もう朝なんだろうか。熱が下がったのか昨日よりかなり身体が楽になっていた。頭が痛いのは泣いたせいだ。
ベッドの中で腕を伸ばしても、康哉の身体が見つからない。それで仕方なく身体を起こすと、すぐ近くの狭いキッチンで、康哉が誰かと電話しながら何か作っているのが見えた。
「そうなんだ。

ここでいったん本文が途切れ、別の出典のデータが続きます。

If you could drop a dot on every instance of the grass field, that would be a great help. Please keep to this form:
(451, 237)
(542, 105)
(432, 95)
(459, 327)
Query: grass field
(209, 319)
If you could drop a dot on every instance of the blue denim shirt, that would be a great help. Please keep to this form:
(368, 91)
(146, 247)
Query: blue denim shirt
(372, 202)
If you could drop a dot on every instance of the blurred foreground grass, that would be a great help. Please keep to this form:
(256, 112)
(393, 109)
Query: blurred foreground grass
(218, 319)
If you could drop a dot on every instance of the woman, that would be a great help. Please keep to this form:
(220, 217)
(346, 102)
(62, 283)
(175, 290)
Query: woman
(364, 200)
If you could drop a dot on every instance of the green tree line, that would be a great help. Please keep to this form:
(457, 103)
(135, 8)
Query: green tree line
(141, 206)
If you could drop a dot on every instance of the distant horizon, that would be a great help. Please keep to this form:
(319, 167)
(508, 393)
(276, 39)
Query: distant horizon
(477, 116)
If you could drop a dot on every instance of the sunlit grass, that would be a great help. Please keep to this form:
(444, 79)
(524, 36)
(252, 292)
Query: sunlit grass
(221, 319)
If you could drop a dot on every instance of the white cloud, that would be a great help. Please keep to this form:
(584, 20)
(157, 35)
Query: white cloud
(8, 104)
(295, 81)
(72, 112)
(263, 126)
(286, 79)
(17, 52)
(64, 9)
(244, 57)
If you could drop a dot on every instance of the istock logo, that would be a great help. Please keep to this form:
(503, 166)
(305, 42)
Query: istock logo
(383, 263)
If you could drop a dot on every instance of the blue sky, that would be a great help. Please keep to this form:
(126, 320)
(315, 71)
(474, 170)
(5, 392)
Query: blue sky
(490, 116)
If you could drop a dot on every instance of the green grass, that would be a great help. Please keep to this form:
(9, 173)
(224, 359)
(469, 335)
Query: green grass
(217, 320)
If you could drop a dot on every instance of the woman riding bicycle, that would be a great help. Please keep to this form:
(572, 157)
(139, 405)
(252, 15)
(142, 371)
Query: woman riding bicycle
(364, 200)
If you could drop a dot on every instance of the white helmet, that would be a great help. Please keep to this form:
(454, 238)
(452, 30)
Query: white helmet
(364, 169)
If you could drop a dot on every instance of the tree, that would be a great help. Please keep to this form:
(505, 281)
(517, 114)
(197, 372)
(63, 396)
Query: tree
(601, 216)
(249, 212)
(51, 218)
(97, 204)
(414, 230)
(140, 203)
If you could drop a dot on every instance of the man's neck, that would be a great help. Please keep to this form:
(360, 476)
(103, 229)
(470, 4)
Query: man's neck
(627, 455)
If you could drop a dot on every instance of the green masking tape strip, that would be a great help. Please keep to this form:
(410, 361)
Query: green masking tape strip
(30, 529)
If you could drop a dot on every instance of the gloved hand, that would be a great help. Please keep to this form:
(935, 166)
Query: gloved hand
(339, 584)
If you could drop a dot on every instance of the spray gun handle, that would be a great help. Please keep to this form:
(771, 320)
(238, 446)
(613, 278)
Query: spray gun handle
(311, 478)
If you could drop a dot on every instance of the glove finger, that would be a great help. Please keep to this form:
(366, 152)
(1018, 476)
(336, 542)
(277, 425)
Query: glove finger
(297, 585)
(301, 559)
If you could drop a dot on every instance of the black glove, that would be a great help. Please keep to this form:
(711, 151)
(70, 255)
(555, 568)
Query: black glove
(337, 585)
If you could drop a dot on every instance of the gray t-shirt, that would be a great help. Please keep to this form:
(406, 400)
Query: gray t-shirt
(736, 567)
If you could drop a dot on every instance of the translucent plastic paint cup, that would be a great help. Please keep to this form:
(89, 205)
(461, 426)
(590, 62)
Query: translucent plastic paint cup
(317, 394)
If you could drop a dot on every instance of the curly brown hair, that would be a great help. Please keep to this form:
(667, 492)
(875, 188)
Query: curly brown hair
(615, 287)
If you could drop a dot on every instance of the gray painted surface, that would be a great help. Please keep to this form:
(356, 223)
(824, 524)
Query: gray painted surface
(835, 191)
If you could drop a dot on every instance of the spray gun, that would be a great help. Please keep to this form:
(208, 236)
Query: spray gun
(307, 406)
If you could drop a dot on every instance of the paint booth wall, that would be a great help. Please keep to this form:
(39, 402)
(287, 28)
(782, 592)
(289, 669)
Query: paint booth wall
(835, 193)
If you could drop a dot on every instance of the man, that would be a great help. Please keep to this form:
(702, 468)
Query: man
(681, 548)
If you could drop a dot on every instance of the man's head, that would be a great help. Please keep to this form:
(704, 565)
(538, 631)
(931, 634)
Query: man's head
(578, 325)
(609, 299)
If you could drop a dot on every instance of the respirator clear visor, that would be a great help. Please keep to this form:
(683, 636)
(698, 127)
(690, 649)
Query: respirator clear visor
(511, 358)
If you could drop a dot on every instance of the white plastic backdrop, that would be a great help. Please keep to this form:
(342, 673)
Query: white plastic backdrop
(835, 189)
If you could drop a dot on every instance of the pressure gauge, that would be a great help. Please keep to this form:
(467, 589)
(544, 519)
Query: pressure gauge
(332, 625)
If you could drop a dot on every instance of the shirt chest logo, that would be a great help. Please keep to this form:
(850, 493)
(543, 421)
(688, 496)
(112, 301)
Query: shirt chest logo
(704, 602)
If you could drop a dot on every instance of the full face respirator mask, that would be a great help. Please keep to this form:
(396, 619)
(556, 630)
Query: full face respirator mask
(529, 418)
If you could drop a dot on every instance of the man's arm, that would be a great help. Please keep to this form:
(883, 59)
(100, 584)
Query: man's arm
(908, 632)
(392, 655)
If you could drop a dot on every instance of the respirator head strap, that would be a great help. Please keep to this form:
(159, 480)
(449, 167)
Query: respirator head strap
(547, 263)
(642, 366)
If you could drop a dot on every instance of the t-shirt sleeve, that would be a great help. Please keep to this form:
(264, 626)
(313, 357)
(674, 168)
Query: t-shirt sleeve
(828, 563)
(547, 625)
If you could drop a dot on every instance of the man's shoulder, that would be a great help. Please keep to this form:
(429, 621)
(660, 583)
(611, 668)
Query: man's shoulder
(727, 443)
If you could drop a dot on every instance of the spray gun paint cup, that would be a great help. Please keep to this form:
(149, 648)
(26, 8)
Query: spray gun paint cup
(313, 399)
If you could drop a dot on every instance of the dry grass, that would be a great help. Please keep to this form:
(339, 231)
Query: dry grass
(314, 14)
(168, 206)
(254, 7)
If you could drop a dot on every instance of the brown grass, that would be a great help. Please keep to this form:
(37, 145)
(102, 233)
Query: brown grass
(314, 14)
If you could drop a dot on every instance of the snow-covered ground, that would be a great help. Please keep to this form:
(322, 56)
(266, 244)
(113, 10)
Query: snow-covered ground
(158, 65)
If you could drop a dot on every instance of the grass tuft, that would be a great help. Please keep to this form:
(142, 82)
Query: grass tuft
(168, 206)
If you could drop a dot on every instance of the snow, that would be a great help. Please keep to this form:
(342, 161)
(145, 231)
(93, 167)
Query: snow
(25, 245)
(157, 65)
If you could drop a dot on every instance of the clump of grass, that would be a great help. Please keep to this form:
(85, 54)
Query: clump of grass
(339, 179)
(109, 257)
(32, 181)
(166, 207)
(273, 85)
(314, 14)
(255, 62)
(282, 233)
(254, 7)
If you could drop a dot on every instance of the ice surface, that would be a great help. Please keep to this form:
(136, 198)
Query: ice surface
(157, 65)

お前から言っておいてくれよ」
康哉が誰かに頼み事って珍しい。
「こ……や」
声がめちゃくちゃ掠れてる。それでも康哉は俺の声にすぐに気づいて電話を切った。
「悪い。充電させてもらった」
そう言いながらベッドに戻ってきて、俺の額に手を添える。
「熱下がったな。念のため、ほら」
そう言って体温計を取り出す。
「電話……誰と?」
そんなはずないのに、半獣の面倒を見ていた康哉を思い出して、一瞬半獣の部下としゃべってるのかと思った。そういえば康哉は面倒見がいいから、慕ってる後輩とかたくさんいたよな。
「佐々木。お前バイト一緒だったろ。俺にも連絡が来てた。修平がバイトを休んでるけど何か知らないかって」
ああそっか。
俺バイト休んでた。一応今週は二日しか入れてなかったけど、二日とも確実に無断欠勤だ。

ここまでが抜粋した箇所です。